Class: panelbox.validation.specification.mundlak.MundlakTest Result: ValidationTestResult H₀: RE is consistent (entity effects uncorrelated with regressors, \(\gamma = 0\)) H₁: RE is inconsistent (use Fixed Effects, \(\gamma \neq 0\)) Stata equivalent: Manually add group means to RE regression R equivalent: plm::phtest(model, method = "aux")

What It Tests

The Mundlak test is an alternative to the Hausman test for choosing between Fixed Effects and Random Effects.

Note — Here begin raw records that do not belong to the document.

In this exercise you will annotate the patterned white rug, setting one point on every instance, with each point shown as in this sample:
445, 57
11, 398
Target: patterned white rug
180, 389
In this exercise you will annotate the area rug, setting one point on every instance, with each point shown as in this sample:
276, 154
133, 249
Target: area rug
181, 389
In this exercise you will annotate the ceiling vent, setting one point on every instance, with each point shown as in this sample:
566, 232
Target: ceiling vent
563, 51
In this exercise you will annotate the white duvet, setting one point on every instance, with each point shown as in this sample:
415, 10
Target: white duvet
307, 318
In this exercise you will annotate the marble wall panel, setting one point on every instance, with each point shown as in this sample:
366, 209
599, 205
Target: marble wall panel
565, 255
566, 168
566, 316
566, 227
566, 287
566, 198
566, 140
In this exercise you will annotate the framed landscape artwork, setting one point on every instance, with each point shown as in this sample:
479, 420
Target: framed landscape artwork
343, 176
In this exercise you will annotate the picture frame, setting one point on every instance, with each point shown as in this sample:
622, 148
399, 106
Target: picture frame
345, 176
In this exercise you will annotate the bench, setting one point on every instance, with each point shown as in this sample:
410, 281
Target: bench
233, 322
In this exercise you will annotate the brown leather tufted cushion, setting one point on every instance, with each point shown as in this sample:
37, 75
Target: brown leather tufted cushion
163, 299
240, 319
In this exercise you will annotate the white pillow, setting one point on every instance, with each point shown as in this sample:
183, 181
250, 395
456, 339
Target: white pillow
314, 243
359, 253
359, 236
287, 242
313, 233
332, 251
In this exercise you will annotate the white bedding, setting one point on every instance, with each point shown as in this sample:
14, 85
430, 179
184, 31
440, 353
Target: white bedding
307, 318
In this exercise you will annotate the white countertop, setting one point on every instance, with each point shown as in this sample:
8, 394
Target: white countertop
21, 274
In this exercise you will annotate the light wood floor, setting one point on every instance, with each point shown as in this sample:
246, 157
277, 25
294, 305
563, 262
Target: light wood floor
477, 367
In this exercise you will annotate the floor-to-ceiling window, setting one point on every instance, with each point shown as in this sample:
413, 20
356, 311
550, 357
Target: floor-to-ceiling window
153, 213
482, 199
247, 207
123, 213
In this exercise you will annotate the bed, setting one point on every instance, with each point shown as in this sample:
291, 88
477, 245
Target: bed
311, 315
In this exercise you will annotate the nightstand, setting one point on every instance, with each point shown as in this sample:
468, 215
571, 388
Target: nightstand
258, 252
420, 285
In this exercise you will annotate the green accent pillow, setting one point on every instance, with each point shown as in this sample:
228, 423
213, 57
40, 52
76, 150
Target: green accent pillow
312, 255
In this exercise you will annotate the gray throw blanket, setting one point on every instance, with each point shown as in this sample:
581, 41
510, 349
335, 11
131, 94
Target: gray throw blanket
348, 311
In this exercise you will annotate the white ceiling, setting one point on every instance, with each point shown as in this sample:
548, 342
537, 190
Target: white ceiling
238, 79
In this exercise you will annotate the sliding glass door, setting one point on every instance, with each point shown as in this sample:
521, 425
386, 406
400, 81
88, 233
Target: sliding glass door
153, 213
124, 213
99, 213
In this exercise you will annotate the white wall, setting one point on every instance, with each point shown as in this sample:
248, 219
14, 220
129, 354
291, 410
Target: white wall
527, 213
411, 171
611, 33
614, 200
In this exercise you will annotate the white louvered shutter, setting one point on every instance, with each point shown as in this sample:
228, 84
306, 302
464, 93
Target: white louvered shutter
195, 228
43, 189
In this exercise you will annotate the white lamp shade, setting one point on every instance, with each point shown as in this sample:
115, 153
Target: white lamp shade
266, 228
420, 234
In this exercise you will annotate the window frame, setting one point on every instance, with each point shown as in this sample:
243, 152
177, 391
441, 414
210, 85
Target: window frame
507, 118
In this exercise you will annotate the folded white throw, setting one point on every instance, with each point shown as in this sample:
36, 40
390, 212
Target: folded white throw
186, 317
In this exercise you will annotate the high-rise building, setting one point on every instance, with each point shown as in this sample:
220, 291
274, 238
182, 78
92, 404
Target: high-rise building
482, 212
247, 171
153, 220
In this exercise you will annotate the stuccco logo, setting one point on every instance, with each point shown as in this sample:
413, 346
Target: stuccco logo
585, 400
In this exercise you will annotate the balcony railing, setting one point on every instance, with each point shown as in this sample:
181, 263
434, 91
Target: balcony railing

Instead of comparing two sets of estimates, it augments the RE model with entity-level means of the time-varying regressors and tests whether those means are jointly significant.

The intuition is straightforward: if \(\alpha_i\) is correlated with \(X_{it}\), then the entity means \(\bar{X}_i\) will capture this correlation. If \(\bar{X}_i\) is significant in the augmented model, the RE assumption is violated.

The Mundlak Device

The standard RE model is:

\[y_{it} = X_{it}'\beta + \alpha_i + \varepsilon_{it}\]

The Mundlak augmented model adds entity means:

\[y_{it} = X_{it}'\beta + \bar{X}_i'\gamma + \alpha_i + \varepsilon_{it}\]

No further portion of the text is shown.